The administration of US President Donald Trump has imposed sanctions against Russia’s spy agencies and more than a dozen individuals for their alleged meddling in the 2016 US presidential election and other “malicious cyber attacks.”
The sanctions were levied on Thursday against five entities and 19 individuals in Russia, the most significant action against Russia since Trump became president. Trump has faced fierce criticism in the US for doing too little to punish Russia for the alleged election meddling and other actions.
The measures targets the FSB, Russia’s top spy service; the military intelligence agency, or GRU; and 13 people recently indicted by Robert Mueller, the US special counsel handling a sprawling Russia probe.

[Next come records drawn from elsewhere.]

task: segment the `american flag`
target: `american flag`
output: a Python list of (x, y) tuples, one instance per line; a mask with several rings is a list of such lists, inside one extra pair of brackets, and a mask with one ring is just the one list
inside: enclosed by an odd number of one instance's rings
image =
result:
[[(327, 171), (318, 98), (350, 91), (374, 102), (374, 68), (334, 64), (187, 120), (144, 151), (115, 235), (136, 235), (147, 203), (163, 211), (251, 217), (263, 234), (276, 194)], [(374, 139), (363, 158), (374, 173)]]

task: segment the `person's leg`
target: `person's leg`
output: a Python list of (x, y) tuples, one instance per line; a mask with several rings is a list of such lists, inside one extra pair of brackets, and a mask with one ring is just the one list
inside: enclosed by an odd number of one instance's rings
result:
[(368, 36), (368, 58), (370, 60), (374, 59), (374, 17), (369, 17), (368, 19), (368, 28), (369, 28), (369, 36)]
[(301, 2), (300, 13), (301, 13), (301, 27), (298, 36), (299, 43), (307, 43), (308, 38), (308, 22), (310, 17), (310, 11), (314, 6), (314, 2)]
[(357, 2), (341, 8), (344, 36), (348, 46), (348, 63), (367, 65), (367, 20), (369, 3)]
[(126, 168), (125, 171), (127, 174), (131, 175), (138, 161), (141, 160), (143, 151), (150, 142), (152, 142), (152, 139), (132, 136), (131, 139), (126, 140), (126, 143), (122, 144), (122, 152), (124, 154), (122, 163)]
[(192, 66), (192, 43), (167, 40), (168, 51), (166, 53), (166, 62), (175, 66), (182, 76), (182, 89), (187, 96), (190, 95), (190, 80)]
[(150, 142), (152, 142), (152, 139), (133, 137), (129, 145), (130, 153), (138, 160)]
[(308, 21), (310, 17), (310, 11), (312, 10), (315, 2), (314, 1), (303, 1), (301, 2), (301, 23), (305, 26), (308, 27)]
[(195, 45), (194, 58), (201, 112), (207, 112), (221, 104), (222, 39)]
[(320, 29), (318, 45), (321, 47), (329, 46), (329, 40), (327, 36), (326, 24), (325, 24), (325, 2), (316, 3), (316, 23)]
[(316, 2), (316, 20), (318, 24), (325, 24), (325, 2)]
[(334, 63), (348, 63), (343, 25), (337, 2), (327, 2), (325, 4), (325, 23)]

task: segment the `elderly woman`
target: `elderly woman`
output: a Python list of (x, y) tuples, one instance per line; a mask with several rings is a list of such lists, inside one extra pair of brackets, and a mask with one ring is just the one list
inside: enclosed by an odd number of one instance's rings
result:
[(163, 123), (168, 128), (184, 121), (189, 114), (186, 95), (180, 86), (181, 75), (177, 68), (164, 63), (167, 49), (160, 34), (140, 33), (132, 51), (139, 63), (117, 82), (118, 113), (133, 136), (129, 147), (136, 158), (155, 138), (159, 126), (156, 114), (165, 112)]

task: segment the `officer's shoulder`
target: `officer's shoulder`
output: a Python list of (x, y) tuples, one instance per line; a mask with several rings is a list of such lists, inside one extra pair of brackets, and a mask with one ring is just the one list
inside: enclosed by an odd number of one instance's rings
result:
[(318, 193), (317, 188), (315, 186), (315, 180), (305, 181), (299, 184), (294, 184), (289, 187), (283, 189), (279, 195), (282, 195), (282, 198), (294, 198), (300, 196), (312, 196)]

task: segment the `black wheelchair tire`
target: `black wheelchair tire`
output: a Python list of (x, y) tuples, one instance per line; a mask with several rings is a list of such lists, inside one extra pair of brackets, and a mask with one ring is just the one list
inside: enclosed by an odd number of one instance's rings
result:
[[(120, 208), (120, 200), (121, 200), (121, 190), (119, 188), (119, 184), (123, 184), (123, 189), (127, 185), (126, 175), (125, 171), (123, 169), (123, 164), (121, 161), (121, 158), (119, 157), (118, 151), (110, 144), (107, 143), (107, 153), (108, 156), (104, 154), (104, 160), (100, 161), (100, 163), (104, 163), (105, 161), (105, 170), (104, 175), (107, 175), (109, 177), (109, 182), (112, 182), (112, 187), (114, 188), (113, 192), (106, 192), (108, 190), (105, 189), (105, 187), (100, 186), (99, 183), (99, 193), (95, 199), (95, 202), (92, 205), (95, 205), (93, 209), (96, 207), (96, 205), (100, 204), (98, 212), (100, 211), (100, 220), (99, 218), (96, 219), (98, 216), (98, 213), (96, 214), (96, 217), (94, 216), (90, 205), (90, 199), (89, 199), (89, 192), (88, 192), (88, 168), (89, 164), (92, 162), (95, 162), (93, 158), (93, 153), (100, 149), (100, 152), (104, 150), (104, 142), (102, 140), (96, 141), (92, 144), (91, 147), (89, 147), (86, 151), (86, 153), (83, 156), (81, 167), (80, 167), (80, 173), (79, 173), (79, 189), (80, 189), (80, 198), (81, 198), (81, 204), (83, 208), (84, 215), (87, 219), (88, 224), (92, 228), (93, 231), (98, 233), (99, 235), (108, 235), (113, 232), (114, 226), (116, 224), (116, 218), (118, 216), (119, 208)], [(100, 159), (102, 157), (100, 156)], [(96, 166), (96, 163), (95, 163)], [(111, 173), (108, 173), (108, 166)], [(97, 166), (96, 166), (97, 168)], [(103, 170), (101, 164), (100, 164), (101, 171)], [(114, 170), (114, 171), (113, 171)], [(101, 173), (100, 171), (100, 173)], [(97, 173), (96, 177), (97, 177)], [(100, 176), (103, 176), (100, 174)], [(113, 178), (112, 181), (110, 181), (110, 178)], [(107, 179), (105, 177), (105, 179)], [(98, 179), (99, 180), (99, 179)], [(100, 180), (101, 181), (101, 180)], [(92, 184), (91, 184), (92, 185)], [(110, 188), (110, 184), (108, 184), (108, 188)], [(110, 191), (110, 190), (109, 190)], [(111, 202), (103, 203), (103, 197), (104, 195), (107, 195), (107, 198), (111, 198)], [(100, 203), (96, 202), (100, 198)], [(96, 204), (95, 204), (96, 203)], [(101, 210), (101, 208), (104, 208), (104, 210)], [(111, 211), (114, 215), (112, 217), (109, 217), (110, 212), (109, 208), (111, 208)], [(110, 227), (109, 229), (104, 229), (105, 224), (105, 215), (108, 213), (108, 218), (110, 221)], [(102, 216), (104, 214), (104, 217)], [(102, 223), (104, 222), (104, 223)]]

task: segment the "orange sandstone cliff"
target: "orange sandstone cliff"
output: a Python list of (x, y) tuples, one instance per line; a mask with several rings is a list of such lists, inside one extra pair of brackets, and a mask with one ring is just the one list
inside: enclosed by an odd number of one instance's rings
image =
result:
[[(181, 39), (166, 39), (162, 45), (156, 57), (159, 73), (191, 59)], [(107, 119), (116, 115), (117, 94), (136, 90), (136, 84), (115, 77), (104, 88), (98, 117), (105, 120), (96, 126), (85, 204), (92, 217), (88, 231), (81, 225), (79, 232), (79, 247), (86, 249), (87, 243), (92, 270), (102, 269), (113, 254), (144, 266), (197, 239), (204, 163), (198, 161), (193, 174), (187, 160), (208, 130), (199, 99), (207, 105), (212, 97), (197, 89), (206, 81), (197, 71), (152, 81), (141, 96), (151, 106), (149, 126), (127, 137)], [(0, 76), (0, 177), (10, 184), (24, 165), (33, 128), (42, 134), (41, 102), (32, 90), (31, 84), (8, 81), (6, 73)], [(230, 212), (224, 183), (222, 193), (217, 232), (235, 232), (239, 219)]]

“The administration is confronting and countering malign Russian cyber activity, including their attempted interference in US elections, destructive cyber attacks, and intrusions targeting critical infrastructure,” US Treasury Secretary Steven Mnuchin said in announcing the new sanctions.
“These targeted sanctions are a part of a broader effort to address the ongoing nefarious attacks emanating from Russia,” he added.
Since March 2016, Russian government hackers “have also targeted US government entities and multiple US critical infrastructure sectors, including the energy, nuclear, commercial facilities, water, aviation, and critical manufacturing sectors,” a Treasury Department statement said.
Thursday’s action blocks all property of those targeted that is subject to US jurisdiction and prohibits American citizens from engaging in transactions with them.
Many of the main entities and individuals targeted already face travel bans and assets freezes put in place under former US President Barack Obama’s administration for Russia’s actions in Ukraine.
The move comes despite Trump’s repeated denial that Russia tried to influence the election in his favor and attempt to hurt the presidential campaign of Democratic candidate Hillary Clinton.
The actions also represent another plunge in US-Russian relations despite Trump’s stated desire for improved ties.
Russian Deputy Foreign Minister Sergei Ryabkov said that Moscow was preparing retaliatory measures. “We view this calmly. We have begun to prepare response measures,” Ryabkov told Interfax news agency.
Britain has also threatened to take punitive measures against Moscow over accusations that the Russian state was behind an alleged nerve agent attack on a former Russian spy in southern England.